One recurring pose Celestino struck still reverberates in memory. Standing with one foot behind the other in a back coupé, he turned his head to the right and stretched his arms across his body in the same direction with his wrists together while his fingers quickly "played" one another as if they were piano keys. A rather classical look overall, except for those agile fingers tickling the ivories, so to speak. At once I become more aware of just how complicated the relationship between music and dance is: it takes a body to make a piano sing, and a piano singing in turn makes a body move.
Lastly on the program was (get this title) "The Agony and Tragedy of Enjoying Life and Having a Fun Show" brought to Montreal by Great Britain's Marega Palser and Gareth Clark, otherwise known as "Mr. and Mrs. Clark." It was a surreal mix of images and emotions from start to finish.
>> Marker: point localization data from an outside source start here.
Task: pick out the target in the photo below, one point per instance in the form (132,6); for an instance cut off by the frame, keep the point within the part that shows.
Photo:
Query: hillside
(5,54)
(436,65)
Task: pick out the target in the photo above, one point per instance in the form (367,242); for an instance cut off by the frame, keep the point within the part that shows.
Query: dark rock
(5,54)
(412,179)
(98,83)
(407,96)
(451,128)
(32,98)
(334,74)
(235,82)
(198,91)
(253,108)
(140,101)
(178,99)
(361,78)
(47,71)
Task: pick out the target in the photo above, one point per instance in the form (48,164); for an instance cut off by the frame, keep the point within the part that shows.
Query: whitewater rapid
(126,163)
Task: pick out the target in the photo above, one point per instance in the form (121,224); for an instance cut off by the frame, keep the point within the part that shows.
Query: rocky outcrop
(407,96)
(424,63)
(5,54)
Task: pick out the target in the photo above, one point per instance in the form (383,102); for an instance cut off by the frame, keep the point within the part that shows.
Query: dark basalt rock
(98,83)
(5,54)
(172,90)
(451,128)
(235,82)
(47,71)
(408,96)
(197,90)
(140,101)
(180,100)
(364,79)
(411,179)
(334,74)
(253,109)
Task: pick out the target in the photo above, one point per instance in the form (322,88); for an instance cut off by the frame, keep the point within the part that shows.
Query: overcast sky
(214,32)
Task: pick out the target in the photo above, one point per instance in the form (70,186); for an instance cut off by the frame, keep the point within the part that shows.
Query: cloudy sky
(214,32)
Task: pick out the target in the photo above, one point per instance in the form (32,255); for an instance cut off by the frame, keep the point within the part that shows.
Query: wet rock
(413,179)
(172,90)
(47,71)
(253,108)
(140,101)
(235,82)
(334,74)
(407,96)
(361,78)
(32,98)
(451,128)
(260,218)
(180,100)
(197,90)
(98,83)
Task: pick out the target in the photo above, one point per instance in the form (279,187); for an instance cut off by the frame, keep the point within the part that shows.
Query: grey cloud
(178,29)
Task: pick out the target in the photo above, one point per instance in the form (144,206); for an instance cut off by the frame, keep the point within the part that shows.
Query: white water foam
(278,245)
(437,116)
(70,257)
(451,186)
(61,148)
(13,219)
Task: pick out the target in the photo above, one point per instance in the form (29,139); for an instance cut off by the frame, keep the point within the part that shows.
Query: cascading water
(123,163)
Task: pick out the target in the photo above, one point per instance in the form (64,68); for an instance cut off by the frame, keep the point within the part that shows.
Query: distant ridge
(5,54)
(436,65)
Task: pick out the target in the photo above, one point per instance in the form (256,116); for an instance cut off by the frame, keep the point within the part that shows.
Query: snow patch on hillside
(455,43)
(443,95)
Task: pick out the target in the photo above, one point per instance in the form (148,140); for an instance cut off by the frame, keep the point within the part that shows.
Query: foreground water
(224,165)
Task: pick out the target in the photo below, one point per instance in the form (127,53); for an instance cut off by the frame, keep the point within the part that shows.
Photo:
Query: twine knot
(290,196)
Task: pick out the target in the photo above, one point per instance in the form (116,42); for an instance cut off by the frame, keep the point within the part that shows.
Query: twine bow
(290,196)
During the first vignette, both wore masks-with Palser in a nun's habit and Clark in a priest's garb. At one point, Clark attached a leash to Palser, who for quite some minutes bounced back and forth from foot to foot to a techno beat while Clark stood behind and occasionally jerked the leash. I was quite amused though disturbed by my own amusement. By the end, enjoyment prevailed.
James Kudelka/Coleman Lemieux & Compagnie
What a program! Get a load of this: Kudelka's first new work since he stepped down from the artistic directorship of the National Ballet of Canada. And how about this bonus for those-like me-relatively new to Canada and those too young to have attended the premieres of "Fifteen Heterosexual Duets" (Toronto Dance Theatre, 1991) and "Soudain, l'hiver dernier" (Montréal Danse, 1987). If that were not enough, how about the chance to see a motherload of amazing dancers of different ages and backgrounds: Laurence Lemieux, Bill Coleman, Anik Bissonnette, Andrea Boardman, Victor Quijada, Anne Plamondon, Mario Radacovsky, Sasha Ivanochko, Andrew Giday, Marc Bovin, and Sylvain Lafortune. Finally, add the pure and clear tones of countertenor Daniel Taylor and his group Theatre of Early Music. Whoa!
I think just about everyone in Montreal was looking forward to this one. Proof positive-the three originally planned performances sold out and a fourth was added. I attended two of them and I am happy to say that what went on onstage for the most part fulfilled my expectations. Most heartening too was the sight in the audience of members of both the ballet and contemporary dance communities (that's a sight not seen enough). Look for an extended report in my regular column, "The Dance Scene," on this website in a couple of weeks.
(Kudelka fans take note: the same week as the Montreal success, the National Ballet of Canada was in Washington DC performing his version of Swan Lake. The reviews out of DC have not been good-a real contrast from the positive notices for Boston Ballet's run of Kudelka's Cinderella just this past fall.)
On My Calendar
David Pressault's Lost Pigeons, Monument-National, January 25-28 (and February 1-4).
Dominique Porte's Exit, Système D, L'Agora de la Danse, Janurary 26-28.
Johanne Madore's Le Baiser, Corpuscle Danse, Espace Libre, January 26-28. For info, (514) 521-4191.
Solid State, IT'S NOT YOU... IT'S ME... Tangente, January 26-29.
Beyond Performances
A lot is going for me on the dance-film front. The documentary on the Ballets Russes is finally running at the AMC Forum. And I wait with baited breath for my copy of the new DVD of the 1951 dance film (based on the opera) Tales of Hoffmann. I haven't seen this one since I was a kid. All I remember was Moira Shearer's wonderful pointe work and the completely out-of-this-world blazing Technicolor. Meanwhile, with much enjoyment, my family and I continue to make our way through a DVD collection of Charlie Chaplin films. Chaplin may not have been a dancer/choreographer per se, but he sure gives dance artists a run for their money when it comes to physical adroitness and insight into the human condition through movement alone. More thoughts on Chaplin from me to come.